New drug on anvil for breast cancer patients
For patients whose breast cancer has become resistant to traditional therapies, a new drug is on anvil as Scientists have identified a highly effective next-line treatment for them.They have identified a molecule that targets a protein on the oestrogen receptors of tumour cells and shuts down oestrogen-sensitive breast cancer in a new way.The new drug will overcome the difficulty encountered during treatment with traditional drugs where oestrogen receptors mutate and change shape over time so that the treatment drug no longer fits neatly with the receptor. When this happens, the cancer cells start multiplying again and drug resistance begins.
"This is a fundamentally different, new class of agents for oestrogen-receptor-positive breast cancer," said Ganesh Raj, professor at the University of Texas Southwestern (UT Southwestern) Simmons Cancer Center."Its unique mechanism of action overcomes the limitations of current therapies," Raj said.
All breast cancers are tested to determine if they require oestrogen to grow and about 80 per cent are found to be oestrogen-sensitive, researchers said.These cancers can often be effectively treated with hormone therapy, such as tamoxifen, but as many as a third of these cancers eventually become resistant, they said.The new compound is a potential highly effective, next-line treatment for these patients, said Raj.
Traditional hormonal drugs, such as tamoxifen, work by attaching to a molecule called the oestrogen receptor in cancer cells, preventing oestrogen from binding to the receptor, a necessary step for cancer cells to multiply.
However, the oestrogen receptor can mutate and change its shape over time so that the treatment drug no longer fits neatly with the receptor.
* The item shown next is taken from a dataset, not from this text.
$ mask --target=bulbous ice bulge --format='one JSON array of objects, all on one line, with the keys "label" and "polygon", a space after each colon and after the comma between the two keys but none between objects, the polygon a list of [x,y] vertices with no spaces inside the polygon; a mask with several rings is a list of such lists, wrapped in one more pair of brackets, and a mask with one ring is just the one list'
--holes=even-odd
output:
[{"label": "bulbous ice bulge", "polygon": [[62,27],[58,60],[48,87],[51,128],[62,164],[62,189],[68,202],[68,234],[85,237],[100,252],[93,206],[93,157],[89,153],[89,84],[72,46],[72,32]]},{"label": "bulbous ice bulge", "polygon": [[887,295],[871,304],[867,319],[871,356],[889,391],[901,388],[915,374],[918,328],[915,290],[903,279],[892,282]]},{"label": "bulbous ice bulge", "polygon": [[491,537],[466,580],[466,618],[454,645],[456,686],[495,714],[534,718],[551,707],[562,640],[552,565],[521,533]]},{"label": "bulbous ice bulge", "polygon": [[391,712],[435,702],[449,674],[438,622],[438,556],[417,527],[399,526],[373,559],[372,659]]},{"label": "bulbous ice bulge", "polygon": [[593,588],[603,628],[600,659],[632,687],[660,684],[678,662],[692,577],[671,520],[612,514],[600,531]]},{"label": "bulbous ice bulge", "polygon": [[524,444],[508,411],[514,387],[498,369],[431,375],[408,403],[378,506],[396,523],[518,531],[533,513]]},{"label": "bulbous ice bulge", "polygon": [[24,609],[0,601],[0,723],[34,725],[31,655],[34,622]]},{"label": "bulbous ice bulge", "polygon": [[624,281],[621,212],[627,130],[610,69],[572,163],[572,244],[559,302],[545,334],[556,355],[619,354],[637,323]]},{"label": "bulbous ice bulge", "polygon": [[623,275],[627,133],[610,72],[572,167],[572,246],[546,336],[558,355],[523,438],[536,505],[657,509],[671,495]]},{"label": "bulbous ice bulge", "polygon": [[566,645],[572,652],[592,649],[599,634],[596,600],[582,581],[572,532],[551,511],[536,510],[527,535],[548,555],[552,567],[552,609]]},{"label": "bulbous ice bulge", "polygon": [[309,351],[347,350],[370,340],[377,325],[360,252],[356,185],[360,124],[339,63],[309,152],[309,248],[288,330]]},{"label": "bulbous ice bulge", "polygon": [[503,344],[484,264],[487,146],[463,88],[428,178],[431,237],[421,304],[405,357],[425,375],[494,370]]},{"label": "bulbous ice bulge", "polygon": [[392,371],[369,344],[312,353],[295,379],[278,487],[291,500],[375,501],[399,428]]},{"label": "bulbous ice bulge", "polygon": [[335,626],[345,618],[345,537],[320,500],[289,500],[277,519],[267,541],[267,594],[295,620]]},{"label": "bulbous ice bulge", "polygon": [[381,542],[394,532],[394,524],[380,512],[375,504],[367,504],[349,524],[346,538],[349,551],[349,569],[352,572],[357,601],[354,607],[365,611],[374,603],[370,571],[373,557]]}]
When this happens, the cancer cells start multiplying again.
"There has been intense interest in developing drugs that block the ability of the oestrogen receptor - the prime target in most breast cancers - from interacting with the co-regulator proteins that cause a tumour's growth," said David Mangelsdorf, professor at UT Southwestern.
"Blocking such "protein-protein interactions" has been a dream of cancer researchers for decades.
The drug works by blocking other molecules - proteins called co-factors - that also must attach to the oestrogen receptor for cancer cells to multiply.
The new molecule, dubbed ERX-11, mimics a peptide, or protein building block.